CNN is holding a (yet another) stupid poll at their site:

"Is space travel safe enough for the general public yet?"
 
Well, it depends on what you want to define as useless...I can think of a lot of things in today's society that are really actually useless but because of the demand for them they go for high prices. Let's say low rider jeans for example...they're jeans just like any other pair on the market but because there is a demand for them they can be expensive. There's a demand to make cheap affordable trips to space available for the general public so although you may term the independent space projects useless...there is a demand and as such they are developing a means to satisfy this desire. If one of these private vessels can put a man in orbit at a fraction of the Shuttles cost I would say that is not a useless endeavour because Tito was willing to pay 35 million to go to space whereas these craft don't cost nearly that much...they could put several people in space for far less. The CEO of Virgin wants to do it for as cheap as $115,000 per person...now that's still a lot and all he's planning on doing is sending them up to like 65 miles or so but if one of these others make an effective and comparatively cheap vessel that can make orbit...the price may drop to soemthing affordable to the average person and thereby opening a huge market. I don't know, I'm just excited that some positive focus has been on the space outreach and it's doubly good that it comes from the private sector since if we leave it to the government and NASA (and this is NOT a knock on them it's just a statement) the "colonization" of space would take a great deal longer then if many of our massive corporations got involved. Private sector development has spurred growth in so many fields, look at the automobile industry look at how far we've come, the airplanes industry just barely over a 100 years old.

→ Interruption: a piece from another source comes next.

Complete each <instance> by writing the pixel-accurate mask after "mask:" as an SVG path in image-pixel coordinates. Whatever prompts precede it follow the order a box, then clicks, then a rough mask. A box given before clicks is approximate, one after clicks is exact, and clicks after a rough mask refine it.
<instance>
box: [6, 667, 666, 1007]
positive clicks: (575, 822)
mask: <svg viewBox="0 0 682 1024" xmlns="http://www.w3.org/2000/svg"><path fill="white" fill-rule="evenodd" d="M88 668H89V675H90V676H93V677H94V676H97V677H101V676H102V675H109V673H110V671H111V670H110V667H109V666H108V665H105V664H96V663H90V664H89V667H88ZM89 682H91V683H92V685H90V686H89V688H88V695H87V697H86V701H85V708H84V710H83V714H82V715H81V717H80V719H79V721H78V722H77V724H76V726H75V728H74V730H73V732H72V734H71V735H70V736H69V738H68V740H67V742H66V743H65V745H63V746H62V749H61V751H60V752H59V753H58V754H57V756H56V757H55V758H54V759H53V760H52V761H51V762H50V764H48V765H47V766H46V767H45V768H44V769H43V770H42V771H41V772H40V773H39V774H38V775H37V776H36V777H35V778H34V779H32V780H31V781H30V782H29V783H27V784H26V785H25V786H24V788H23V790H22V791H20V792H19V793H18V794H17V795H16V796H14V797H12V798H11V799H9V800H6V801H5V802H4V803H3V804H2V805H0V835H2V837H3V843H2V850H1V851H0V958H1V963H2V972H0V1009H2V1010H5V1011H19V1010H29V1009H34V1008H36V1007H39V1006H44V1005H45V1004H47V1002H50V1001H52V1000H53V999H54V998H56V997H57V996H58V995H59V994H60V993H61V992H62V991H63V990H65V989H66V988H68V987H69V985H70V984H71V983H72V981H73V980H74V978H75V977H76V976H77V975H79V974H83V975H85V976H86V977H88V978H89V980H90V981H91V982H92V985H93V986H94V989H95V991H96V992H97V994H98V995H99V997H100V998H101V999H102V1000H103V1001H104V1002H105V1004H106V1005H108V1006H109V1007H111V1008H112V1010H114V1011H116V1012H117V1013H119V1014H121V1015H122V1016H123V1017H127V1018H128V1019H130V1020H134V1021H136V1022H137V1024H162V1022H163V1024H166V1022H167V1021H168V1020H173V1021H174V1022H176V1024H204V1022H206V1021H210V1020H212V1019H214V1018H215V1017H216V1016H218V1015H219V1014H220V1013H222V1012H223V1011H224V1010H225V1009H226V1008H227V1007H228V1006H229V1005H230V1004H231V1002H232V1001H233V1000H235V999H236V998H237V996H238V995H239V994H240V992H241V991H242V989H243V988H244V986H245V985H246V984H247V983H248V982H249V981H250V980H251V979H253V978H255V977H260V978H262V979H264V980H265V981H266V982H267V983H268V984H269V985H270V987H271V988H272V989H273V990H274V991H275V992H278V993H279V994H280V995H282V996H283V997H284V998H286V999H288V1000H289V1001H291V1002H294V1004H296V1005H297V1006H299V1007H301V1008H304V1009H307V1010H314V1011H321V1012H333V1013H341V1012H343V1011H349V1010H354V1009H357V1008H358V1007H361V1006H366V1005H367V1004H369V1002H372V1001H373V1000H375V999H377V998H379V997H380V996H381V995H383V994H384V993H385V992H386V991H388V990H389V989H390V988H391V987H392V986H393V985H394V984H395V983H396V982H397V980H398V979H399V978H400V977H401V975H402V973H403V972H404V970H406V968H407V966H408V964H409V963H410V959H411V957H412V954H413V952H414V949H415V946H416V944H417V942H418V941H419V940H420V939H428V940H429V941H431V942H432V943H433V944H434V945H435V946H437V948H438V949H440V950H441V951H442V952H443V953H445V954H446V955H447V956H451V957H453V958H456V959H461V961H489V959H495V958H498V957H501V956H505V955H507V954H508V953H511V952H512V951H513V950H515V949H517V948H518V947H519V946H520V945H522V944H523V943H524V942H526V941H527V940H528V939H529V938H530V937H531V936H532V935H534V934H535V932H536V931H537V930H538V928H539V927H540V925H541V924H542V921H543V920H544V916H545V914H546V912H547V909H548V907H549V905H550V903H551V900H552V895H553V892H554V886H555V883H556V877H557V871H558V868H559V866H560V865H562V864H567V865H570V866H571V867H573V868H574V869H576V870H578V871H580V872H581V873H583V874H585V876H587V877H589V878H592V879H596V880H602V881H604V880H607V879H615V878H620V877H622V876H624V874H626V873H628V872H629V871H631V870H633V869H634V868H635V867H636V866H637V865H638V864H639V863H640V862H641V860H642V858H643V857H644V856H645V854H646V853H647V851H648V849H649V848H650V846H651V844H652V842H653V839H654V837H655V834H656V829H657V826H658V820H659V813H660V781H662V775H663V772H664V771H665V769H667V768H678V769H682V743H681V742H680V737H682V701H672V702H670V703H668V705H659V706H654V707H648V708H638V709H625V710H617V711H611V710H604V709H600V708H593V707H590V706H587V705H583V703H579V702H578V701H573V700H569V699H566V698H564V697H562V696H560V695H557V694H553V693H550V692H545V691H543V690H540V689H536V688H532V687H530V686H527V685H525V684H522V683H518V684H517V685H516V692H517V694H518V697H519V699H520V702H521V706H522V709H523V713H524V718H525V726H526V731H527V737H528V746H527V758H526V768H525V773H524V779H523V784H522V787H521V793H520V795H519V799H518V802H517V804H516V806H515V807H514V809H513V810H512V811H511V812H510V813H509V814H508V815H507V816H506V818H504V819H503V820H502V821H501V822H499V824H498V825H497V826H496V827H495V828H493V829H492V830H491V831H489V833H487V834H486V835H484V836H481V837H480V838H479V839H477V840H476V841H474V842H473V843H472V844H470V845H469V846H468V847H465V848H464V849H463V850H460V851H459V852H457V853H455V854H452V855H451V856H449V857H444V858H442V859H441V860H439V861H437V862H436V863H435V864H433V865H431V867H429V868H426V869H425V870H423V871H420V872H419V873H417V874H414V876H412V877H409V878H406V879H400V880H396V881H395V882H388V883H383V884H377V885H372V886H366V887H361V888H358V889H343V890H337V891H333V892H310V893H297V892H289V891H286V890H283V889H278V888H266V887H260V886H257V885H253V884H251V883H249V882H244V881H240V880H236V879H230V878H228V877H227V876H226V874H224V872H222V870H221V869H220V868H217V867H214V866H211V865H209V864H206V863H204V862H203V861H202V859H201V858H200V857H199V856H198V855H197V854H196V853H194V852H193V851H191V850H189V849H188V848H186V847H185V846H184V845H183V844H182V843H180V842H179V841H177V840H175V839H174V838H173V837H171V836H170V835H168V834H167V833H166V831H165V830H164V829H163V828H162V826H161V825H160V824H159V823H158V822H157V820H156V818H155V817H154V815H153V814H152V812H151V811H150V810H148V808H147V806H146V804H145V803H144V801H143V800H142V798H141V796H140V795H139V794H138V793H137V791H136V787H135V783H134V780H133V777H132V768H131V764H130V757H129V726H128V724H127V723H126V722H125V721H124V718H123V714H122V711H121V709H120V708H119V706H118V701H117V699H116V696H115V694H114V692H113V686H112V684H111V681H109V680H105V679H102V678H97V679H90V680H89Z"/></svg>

I'm disappointed that although man has been to space closing in on 50 years how little we've come from our first expriments. I mean, we put a man on the moon but we still haven't developed beyond 1980ish space shuttles...let's get the private sector involved with some good old fashion capitalist competition involved and open this thing wide open. If the market was there we could have already had a station on the moon I feel...let's not wait for the government to do all the work for us, let's get these companies in there spurring growth. Just some random thoughts there.
 
Dude, paragraphs are your friend.

Or they should be, at least, if you're concerned about others actually being able to follow what you say.

(Anyone trying to be a smartass by taking it to the other extreme, and turning every single sentence or word into its own paragraph, will be given a one week vacation from the boards. Save the petty shit for someone else's bandwidth bill.)